DeepSeek Shuts Out Nvidia from V4 Model, Gives Huawei Weeks-Long Head Start

The Chinese AI lab is withholding its flagship model from US chipmakers while the Trump administration alleges it was trained on banned Blackwell chips.

DeepSeek has broken from industry practice by denying Nvidia and AMD pre-release access to its upcoming V4 flagship model. Instead, the Chinese AI lab granted Huawei and other domestic chipmakers a multi-week head start to optimize their processors for the new model.

The move comes as the Trump administration alleges DeepSeek trained V4 on Nvidia’s most advanced Blackwell chips - which are banned from export to China - at a data center in Inner Mongolia.

What’s Happening

According to Reuters, DeepSeek has not provided US chipmakers with pre-release access to V4, which could launch within days. This breaks a long-standing industry convention where AI labs work closely with chip vendors during model development to optimize performance.

Huawei’s Ascend chips are receiving priority attention instead.
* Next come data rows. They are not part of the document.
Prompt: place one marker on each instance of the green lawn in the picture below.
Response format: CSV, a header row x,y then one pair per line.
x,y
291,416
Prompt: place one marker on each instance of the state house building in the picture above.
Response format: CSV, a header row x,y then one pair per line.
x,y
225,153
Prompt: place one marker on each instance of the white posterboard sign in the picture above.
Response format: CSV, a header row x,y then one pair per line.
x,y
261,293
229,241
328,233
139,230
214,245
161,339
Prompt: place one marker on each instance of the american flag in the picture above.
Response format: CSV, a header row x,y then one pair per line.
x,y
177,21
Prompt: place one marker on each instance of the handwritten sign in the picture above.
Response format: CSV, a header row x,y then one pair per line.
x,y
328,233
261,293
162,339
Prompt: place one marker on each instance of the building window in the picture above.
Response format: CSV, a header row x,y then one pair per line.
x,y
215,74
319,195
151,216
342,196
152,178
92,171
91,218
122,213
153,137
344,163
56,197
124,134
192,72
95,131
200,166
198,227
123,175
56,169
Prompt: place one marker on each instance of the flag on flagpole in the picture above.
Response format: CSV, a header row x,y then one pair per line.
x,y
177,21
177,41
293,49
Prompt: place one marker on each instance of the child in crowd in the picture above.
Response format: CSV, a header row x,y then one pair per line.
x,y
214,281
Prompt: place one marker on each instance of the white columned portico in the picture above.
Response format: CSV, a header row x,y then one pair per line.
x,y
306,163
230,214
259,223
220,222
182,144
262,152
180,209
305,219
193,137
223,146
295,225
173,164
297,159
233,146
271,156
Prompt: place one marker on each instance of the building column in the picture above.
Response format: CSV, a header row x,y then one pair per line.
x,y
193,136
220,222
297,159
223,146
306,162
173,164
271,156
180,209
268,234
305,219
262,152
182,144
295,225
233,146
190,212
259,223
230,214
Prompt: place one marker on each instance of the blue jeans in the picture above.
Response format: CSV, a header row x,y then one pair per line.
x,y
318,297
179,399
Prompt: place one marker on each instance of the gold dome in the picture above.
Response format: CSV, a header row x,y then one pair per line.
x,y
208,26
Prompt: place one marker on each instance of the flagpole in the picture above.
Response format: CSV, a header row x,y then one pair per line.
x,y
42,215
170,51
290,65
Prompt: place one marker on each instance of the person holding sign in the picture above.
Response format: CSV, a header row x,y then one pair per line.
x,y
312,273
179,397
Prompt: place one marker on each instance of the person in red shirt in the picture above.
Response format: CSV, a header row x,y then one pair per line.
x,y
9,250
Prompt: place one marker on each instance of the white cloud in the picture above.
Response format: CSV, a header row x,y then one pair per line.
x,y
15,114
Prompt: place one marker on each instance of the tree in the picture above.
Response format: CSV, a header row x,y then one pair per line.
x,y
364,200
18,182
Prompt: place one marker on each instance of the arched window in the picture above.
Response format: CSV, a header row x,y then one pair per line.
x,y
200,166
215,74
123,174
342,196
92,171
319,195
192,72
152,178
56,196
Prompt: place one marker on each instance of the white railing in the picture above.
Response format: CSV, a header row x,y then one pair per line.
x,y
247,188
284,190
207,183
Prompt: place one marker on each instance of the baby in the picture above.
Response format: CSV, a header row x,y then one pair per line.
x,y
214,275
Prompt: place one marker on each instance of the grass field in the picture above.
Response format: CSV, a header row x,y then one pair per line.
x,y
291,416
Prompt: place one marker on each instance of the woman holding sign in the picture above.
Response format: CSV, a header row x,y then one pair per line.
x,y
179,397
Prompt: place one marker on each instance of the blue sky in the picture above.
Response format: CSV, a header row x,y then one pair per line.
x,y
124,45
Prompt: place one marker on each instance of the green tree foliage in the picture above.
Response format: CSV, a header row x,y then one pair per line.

Chinese domestic suppliers now have several weeks to tune their hardware and software stack before the model goes public.

Ben Bajarin, CEO of Creative Strategies, told Reuters this reflects a broader Chinese government strategy “to try to keep US hardware and models disadvantaged” in the Chinese market.

The Blackwell Allegations

A senior Trump administration official told Reuters that DeepSeek trained V4 on Nvidia’s Blackwell chips, potentially violating US export controls. The official claimed the chips are “clustered at DeepSeek’s data center in Inner Mongolia.”

The administration also expects DeepSeek to “strip out technical indicators” that could reveal American chip usage, and to publicly claim the model was trained on Huawei hardware.

Additionally, the official alleged DeepSeek’s training “likely relied on distillation from leading U.S. AI models,” naming Anthropic, Google, OpenAI, and xAI as sources.

Neither the administration nor Reuters provided details on how DeepSeek allegedly obtained Blackwell chips or how US intelligence gathered this information.

Why This Matters

DeepSeek’s January 2025 release of its open-source reasoning model sent the Nasdaq tumbling 3% and wiped nearly 17% off Nvidia’s stock price. Markets are watching V4 closely for similar disruption.

But the strategic implications run deeper than stock movements. By cutting Nvidia and AMD out of the optimization loop, DeepSeek is accelerating China’s indigenous AI chip ecosystem. Software optimized for Huawei’s Ascend processors makes those chips more competitive - and reduces the leverage US export controls were designed to provide.

The allegations about Blackwell usage, if true, would demonstrate the limits of export controls in practice. Advanced chips find their way to restricted destinations through complex supply chains, and proving sanctions violations after the fact does little to prevent the training runs.

What Nvidia Says

Nvidia declined to comment when contacted by reporters. The company’s stock was trading slightly up in premarket activity following the news.

JPMorgan analyst Harlan Sur noted that changes to export approval processes could “unlock billions in additional revenue” for Nvidia, positioning China as a significant catalyst for the stock.

The Broader Pattern

This isn’t happening in isolation. DeepSeek’s models have been downloaded more than 75 million times on Hugging Face, with Chinese AI releases now surpassing every other country on the platform.

The V4 lockout signals that Chinese AI labs may increasingly treat American hardware vendors as adversaries rather than partners - the exact opposite of what export controls intended to achieve.

The Bottom Line

US export controls aimed to slow China’s AI development by restricting access to advanced chips. DeepSeek’s response - building domestic alternatives while allegedly using banned hardware anyway - suggests the controls may be accelerating Chinese self-sufficiency rather than preventing it.

For Nvidia, being frozen out of DeepSeek’s optimization process is a symbolic loss. The real damage comes if this becomes the new normal across China’s AI ecosystem.